Bits 14, 15: Station type

Encoded by bits 14 and 15 (the highest bits) of the MY. Two bits give 4 values:

• 0: This is a droid (i.e. a receiver).
• 1: This is a remote control (i.e. a sender).
• 2: This is a PC or other diagnostic device.
• 3: This is a device in pairing mode (reserved / not implemented for now).

Bits 11, 12, 13: Droid type / Remote type

These 3 bits give an indication, depending on whether the station is a droid or a remote, what basic type we are looking at.

For droids: This encodes only the most basic kinematics of course, more detailed settings are done either in the droid or the remote.
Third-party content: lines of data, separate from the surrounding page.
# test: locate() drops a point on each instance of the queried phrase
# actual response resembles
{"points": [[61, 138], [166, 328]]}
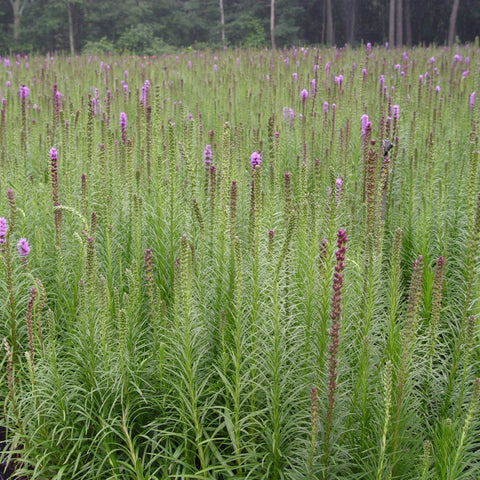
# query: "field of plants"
{"points": [[243, 264]]}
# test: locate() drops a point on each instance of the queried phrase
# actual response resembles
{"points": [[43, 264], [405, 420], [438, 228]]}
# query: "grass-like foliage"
{"points": [[241, 264]]}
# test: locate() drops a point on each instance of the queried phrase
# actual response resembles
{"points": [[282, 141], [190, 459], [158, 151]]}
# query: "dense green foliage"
{"points": [[154, 27], [176, 307]]}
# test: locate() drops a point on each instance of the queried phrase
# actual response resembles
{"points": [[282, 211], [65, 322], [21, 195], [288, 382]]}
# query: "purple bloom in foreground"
{"points": [[3, 229], [23, 92], [364, 123], [23, 248], [207, 155], [255, 159], [396, 111], [123, 126]]}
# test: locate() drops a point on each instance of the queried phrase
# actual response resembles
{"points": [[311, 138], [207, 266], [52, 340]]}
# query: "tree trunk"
{"points": [[408, 23], [391, 24], [330, 34], [70, 29], [453, 22], [272, 23], [222, 21], [399, 23]]}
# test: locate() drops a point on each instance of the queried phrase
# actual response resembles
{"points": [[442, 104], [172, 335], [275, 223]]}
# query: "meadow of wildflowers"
{"points": [[244, 264]]}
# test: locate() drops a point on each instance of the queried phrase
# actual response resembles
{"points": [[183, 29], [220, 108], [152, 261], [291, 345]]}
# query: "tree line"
{"points": [[153, 27]]}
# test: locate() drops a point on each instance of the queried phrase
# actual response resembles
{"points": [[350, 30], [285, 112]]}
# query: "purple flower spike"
{"points": [[396, 111], [23, 248], [23, 92], [207, 155], [364, 122], [123, 126], [255, 159], [3, 229]]}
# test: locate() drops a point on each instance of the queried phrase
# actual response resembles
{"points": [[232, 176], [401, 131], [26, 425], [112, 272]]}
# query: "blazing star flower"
{"points": [[364, 123], [255, 159], [3, 229], [23, 248], [338, 189], [207, 155], [291, 115], [23, 92]]}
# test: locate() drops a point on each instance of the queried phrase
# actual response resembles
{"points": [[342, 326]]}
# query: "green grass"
{"points": [[181, 314]]}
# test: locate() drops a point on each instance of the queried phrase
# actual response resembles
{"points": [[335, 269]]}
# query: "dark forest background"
{"points": [[152, 27]]}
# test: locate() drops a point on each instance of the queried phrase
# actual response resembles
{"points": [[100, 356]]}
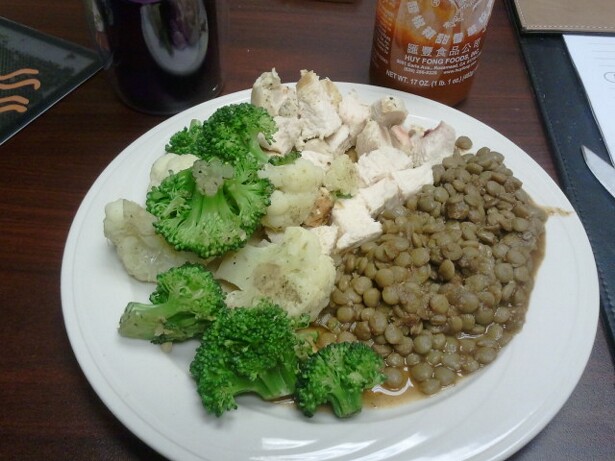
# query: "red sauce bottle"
{"points": [[429, 47]]}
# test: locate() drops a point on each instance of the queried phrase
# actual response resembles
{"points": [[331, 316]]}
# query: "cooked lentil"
{"points": [[447, 284]]}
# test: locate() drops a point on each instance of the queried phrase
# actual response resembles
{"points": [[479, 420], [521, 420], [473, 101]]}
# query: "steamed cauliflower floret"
{"points": [[294, 273], [143, 253], [168, 163], [297, 188], [342, 176]]}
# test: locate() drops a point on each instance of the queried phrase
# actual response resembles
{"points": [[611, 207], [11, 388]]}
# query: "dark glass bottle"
{"points": [[162, 56]]}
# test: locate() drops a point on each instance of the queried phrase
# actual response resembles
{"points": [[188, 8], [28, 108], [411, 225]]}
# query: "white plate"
{"points": [[490, 416]]}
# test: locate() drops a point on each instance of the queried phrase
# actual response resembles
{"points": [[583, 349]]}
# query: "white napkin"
{"points": [[594, 59]]}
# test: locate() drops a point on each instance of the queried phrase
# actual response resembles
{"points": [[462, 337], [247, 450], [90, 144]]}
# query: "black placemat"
{"points": [[36, 71], [569, 124]]}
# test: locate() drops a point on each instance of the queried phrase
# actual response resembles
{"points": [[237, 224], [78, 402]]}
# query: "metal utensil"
{"points": [[601, 169]]}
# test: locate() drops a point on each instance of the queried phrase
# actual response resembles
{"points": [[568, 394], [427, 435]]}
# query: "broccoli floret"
{"points": [[338, 374], [247, 350], [186, 300], [186, 140], [210, 208], [232, 133]]}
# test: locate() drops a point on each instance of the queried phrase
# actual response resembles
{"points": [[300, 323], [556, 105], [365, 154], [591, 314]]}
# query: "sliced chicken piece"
{"points": [[355, 223], [431, 145], [317, 107], [372, 137], [380, 163], [380, 195], [269, 93], [289, 129], [389, 111], [411, 180], [354, 113]]}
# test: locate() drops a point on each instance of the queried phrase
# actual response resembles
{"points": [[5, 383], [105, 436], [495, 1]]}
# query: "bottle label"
{"points": [[428, 44]]}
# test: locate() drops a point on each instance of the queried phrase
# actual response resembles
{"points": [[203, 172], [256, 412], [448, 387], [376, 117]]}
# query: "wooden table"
{"points": [[47, 408]]}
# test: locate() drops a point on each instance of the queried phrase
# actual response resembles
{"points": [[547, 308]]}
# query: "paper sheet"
{"points": [[594, 59]]}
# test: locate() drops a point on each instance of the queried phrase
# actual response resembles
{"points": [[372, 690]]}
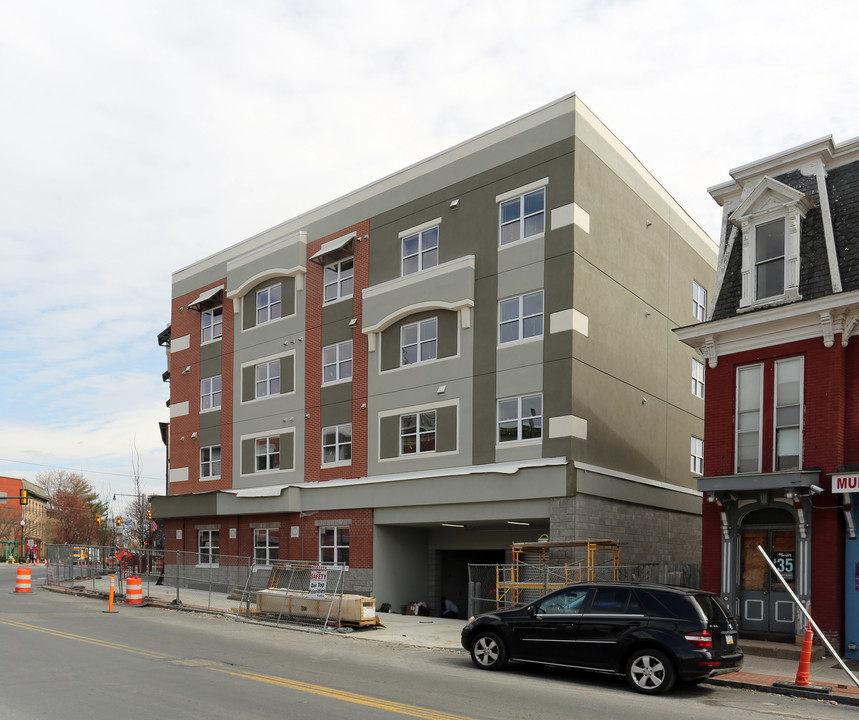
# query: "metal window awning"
{"points": [[332, 246], [207, 298]]}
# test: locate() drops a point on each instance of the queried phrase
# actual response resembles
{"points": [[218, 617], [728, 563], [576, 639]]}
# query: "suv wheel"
{"points": [[650, 672], [488, 652]]}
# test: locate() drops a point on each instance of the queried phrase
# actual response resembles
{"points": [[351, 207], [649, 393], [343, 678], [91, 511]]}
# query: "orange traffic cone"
{"points": [[805, 658]]}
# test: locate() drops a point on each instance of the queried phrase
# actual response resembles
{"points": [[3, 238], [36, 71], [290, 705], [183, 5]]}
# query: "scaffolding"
{"points": [[530, 569]]}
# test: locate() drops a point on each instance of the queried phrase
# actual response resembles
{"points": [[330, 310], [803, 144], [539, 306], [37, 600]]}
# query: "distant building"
{"points": [[473, 351], [782, 435], [14, 540]]}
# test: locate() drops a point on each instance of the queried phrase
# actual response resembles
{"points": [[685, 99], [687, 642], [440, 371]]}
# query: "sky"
{"points": [[139, 137]]}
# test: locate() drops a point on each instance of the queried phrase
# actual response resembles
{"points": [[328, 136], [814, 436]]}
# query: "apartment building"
{"points": [[782, 443], [473, 351]]}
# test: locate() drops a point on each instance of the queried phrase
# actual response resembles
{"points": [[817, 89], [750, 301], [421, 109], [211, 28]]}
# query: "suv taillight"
{"points": [[700, 639]]}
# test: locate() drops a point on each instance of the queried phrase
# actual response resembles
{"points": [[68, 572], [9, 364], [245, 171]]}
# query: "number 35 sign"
{"points": [[784, 562]]}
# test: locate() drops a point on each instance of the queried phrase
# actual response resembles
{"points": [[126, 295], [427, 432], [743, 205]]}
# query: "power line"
{"points": [[81, 470]]}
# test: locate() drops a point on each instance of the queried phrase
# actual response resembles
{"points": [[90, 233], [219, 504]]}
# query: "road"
{"points": [[64, 657]]}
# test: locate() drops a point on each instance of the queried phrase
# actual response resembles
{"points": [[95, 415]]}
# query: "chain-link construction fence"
{"points": [[285, 592], [304, 594], [501, 587]]}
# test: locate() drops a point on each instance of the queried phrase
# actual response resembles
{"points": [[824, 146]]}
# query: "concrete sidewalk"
{"points": [[760, 672]]}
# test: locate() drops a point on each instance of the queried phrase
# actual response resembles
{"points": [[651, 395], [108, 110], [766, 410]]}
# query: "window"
{"points": [[788, 413], [339, 279], [696, 462], [419, 342], [266, 545], [420, 251], [337, 362], [210, 461], [334, 545], [337, 444], [523, 217], [207, 543], [268, 304], [699, 301], [749, 401], [212, 324], [520, 418], [769, 259], [697, 378], [267, 453], [521, 317], [267, 379], [210, 393], [417, 433]]}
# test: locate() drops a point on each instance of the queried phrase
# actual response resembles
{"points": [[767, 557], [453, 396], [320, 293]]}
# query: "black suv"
{"points": [[652, 634]]}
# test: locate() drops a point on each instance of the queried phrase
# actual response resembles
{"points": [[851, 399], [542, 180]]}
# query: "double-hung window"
{"points": [[337, 444], [699, 301], [696, 458], [207, 544], [266, 545], [267, 380], [268, 304], [520, 318], [210, 461], [522, 217], [697, 378], [520, 418], [334, 545], [337, 362], [788, 413], [211, 324], [417, 433], [419, 342], [267, 453], [769, 259], [749, 415], [339, 279], [210, 393], [420, 251]]}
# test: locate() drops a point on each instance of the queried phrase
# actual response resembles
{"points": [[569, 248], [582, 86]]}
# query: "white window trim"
{"points": [[218, 547], [519, 442], [337, 445], [418, 451], [206, 478], [220, 335], [337, 530], [339, 282], [268, 306], [801, 361], [419, 341], [737, 419], [338, 362], [521, 320], [213, 407]]}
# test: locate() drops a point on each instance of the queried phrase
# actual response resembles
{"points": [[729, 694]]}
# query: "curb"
{"points": [[831, 697]]}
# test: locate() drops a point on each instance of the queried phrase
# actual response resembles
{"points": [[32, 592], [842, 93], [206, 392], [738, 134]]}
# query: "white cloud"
{"points": [[139, 138]]}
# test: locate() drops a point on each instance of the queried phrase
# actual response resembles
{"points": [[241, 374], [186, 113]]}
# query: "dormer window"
{"points": [[770, 218]]}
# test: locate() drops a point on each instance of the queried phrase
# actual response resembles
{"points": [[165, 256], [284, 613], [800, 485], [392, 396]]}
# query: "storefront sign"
{"points": [[318, 580], [845, 483]]}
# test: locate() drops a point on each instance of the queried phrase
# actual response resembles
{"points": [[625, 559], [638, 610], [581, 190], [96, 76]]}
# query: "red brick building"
{"points": [[782, 375]]}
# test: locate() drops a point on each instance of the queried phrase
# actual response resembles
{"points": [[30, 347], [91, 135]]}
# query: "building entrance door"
{"points": [[766, 607]]}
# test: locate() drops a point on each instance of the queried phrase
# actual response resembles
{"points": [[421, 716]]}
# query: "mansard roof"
{"points": [[820, 181]]}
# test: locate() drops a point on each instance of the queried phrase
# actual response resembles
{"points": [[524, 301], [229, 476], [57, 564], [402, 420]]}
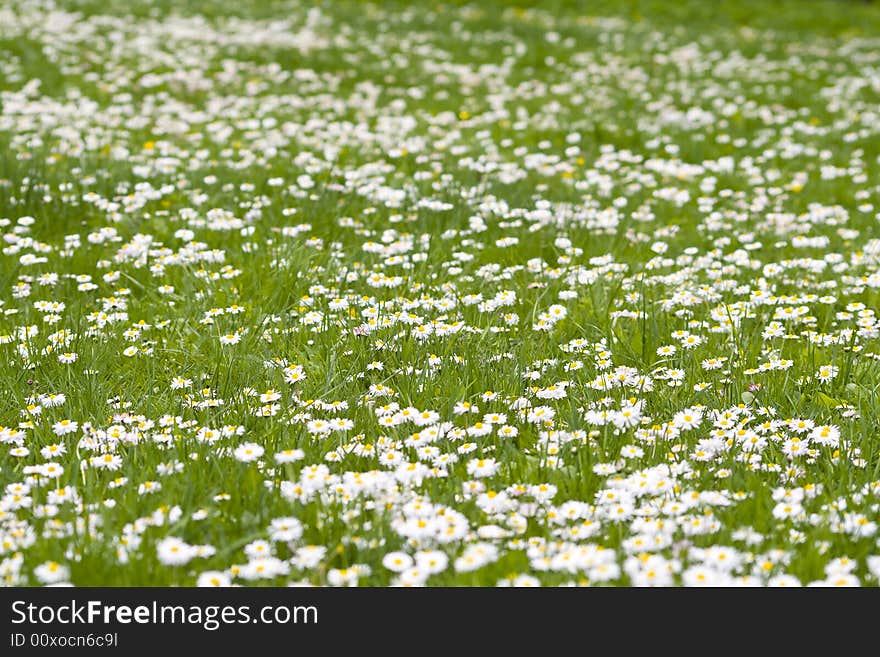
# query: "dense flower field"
{"points": [[383, 294]]}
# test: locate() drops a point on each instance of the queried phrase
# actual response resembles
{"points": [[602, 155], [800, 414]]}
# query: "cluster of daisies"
{"points": [[459, 296]]}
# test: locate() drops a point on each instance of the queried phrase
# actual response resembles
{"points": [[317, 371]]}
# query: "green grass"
{"points": [[641, 171]]}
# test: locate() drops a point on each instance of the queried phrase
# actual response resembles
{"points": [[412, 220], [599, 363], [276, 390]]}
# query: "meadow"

• 0: Static droids without a drive system.
• 1: Differential, dynamically stable kinematics, like R2 units (things that don’t wobble).
• 2: Differential, dynamically unstable kinematics along one axis, like D-O (things that wobble only in one direction).
• 3: Drive/tilt dynamically unstable kinematics along two axes, like BB-8 (things that wobble in two directions).
• 4: Holonomous drives, like B2EMO.
• 5: 4 legged walking droids, like AT-ATs.
• 6: 2 legged walking droids, like Ducklings.
• 7: Reserved.

For remotes:

• 0: Bavarian Builders left remote (2 axis plus button joystick, 3 buttons, 6DOF IMU)
• 1: Bavarian Builders right remote
• 2-7: Reserved.

Bits 4, 5, 6, 7, 8, 9, 10: Builder ID; Bits 0, 1, 2, 3: Station ID

This allows distinguishing up to 128 different builders and up to 16 droids / remotes / other stations per builder. Please note that this is absolutely not a world-wide unique identifier - we have thousands of members right now, we would need a separate 16bit address to identify each one of us. And there is no central registry. In fact the distinction between Builder ID and Station ID is somewhat arbitrary, if you have more than 16 droids to control you can of course wrap into the Builder ID field.

XBee Pairing Protocol

It is clear that the simple XBee addressing scheme is not safe, e.g. for large conventions where many people drive many droids. For example, if two builders at a convention have only an R2-D2 each, both having Droid ID 0, and they both use the same builder ID (of which there are only 128), their droids will have the same station ID, so one remote will talk to two droids at the same time, creating confusion that may be very hard to debug. This can be worked around by using a different PAN, but it's hardly safe.

However each XBee has a 64 bit address that gives unique addressing. A future extension will support pairing remotes to droids, so that this kind of uncertainty can be excluded.